Data Pipeline Structure

  1. dbt Cloud Setup

    • Sign up for dbt Cloud at dbt Cloud. Choose a plan that suits your needs; there is a free tier available for small projects and trials.
    • Once logged in, create a new project in dbt Cloud by clicking on the "New Project" button and following the prompts. When asked, connect your version control system (e.g., GitHub) and select the repository where you forked or cloned the News-Analytics project.
    • In the dbt Cloud interface, navigate to your project settings to configure your development environment. This involves setting up your database connection to BigQuery (or alternative) by uploading a service account keys file.
    • Navigate to the "2. dbt" folder in your repository. You should see the dbt models defined. Ensure the models are in a directory that dbt Cloud can access, or otherwise copy them in manually.
    • With the models uploaded and the environment configured, you can now run the dbt models. Go to the "Run" tab in dbt Cloud, and you can manually trigger a run or schedule runs at your convenience, or alternatively use the dbt build and dbt run commands in the console.
  2. PowerBI Setup

    • PowerBI can be used to visualise and further analyse the outputs.
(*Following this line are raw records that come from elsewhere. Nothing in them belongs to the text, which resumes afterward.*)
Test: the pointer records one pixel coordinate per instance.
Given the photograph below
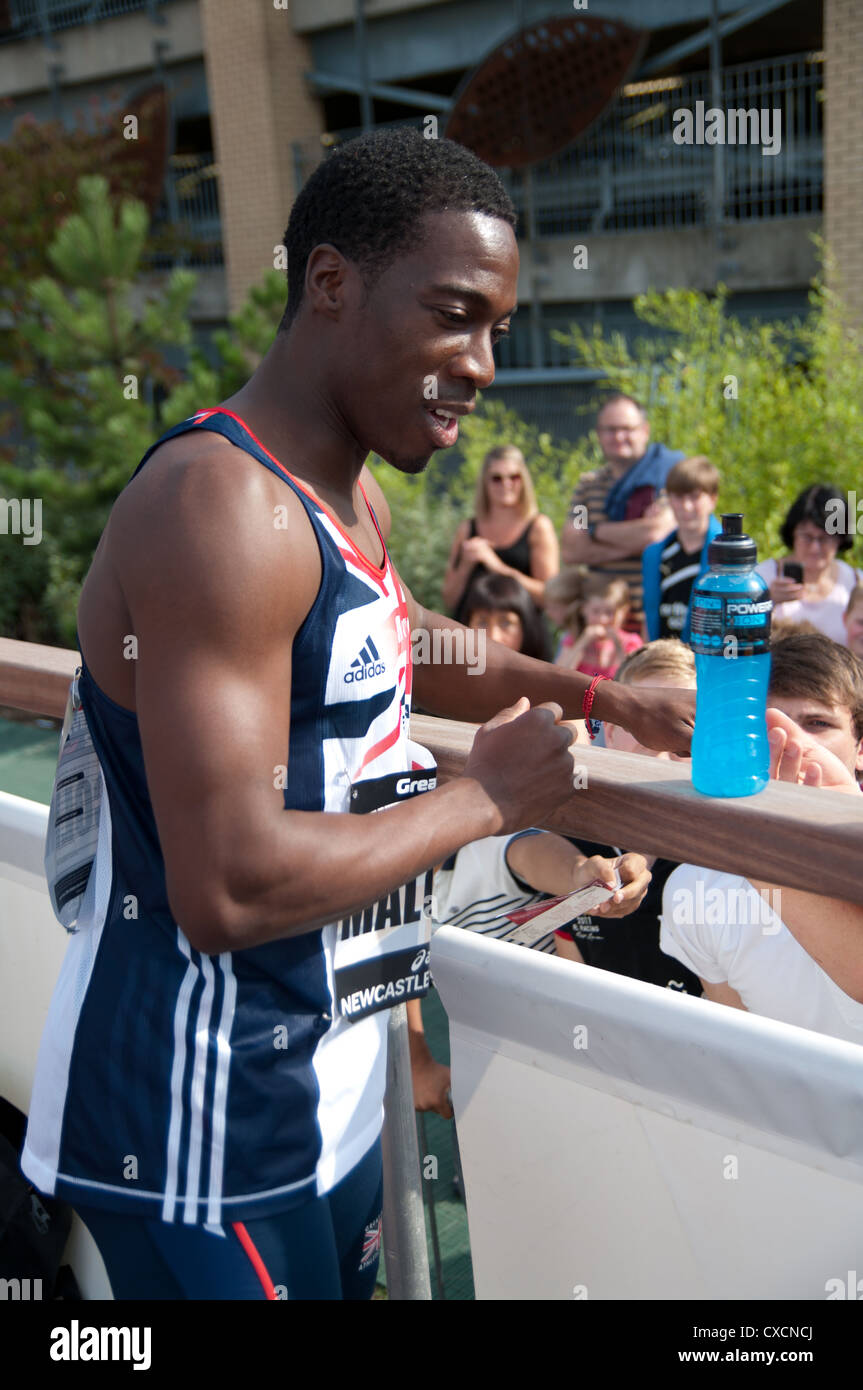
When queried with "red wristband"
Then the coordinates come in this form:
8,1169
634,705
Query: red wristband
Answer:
587,705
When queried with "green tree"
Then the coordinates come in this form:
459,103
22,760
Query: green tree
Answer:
232,352
82,407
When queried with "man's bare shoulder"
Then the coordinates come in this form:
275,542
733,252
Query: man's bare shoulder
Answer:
206,513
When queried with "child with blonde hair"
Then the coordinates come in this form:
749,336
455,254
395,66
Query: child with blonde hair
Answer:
595,640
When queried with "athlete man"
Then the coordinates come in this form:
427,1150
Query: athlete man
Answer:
210,1083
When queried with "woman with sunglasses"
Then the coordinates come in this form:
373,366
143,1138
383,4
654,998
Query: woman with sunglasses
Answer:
812,584
507,534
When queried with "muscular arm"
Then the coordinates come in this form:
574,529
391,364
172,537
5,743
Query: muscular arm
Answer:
828,929
216,594
453,690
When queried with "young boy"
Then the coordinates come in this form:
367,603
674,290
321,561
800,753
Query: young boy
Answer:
781,952
671,567
631,945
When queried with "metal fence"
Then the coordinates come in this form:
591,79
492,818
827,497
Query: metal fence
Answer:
186,227
34,18
627,173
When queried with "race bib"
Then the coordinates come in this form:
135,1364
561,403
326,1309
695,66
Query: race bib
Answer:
381,955
72,831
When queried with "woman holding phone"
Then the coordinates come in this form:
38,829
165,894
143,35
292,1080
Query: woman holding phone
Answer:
507,533
812,584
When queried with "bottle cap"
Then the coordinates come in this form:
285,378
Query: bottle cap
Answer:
733,546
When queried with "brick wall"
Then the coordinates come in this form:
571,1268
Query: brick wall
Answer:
259,104
844,146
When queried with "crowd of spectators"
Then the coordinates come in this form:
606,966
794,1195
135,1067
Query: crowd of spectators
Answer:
634,546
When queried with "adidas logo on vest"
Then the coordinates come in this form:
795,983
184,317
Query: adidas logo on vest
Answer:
366,665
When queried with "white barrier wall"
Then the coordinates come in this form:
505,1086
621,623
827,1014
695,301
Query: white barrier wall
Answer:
32,944
624,1141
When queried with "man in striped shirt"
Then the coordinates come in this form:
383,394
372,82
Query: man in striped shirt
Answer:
621,508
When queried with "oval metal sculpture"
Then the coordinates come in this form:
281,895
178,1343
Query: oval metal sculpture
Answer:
544,86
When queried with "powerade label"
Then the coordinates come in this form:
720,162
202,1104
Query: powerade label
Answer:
730,624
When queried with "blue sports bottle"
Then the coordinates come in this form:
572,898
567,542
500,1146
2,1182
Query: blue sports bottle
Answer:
730,635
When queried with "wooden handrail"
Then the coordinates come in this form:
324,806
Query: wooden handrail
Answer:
34,677
792,836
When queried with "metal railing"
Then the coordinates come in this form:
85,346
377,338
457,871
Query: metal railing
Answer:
186,225
627,173
36,18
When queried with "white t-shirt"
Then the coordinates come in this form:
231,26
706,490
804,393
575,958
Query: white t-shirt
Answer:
721,927
823,613
475,888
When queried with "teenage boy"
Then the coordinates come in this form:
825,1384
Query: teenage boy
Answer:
673,566
781,952
631,945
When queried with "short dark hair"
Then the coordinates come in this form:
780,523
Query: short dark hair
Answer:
367,198
816,505
810,665
695,474
620,395
503,594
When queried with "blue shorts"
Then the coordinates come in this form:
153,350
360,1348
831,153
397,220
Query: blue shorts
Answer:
325,1248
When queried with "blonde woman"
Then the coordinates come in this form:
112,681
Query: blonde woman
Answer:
507,534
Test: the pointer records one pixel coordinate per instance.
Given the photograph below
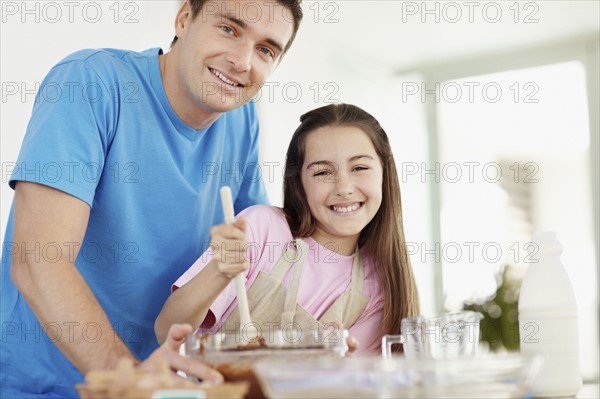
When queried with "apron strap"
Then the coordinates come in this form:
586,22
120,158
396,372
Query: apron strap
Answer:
358,273
291,298
295,252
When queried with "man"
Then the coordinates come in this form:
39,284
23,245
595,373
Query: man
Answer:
124,189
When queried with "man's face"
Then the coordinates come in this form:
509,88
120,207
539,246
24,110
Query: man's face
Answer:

The Desktop version is freely available at PowerBI Desktop.
    • If you already have a Microsoft account, you can sign in to PowerBI. If not, you will need to create an account.4. Connect to Your Data:
    • Open the "News_Analytics_Dashboard.pbix" file, go to Home>Transform Data and edit the "Source" step of each query to get data from your BigQuery (or alternative) database. Once all sources are correct, press "Close and Apply" and then "Refresh".
    • You are free to use the provided interactive visuals, edit them, or create new ones using the PowerBI interface.

Contributing

We welcome contributions to the News-Analytics project! If you would like to help:

  1. Fork the repository.
  2. Create a new branch for your feature (git checkout -b feature/my-new-feature).
  3. Make your changes and commit them (git commit -am 'Add some feature').
  4. Push to your branch (git push origin feature/my-new-feature).
  5. Create a new Pull Request against the main project.

The repository would especially benefit from:

License

News-Analytics is released under the Apache 2.0 License. See the LICENSE file for more details.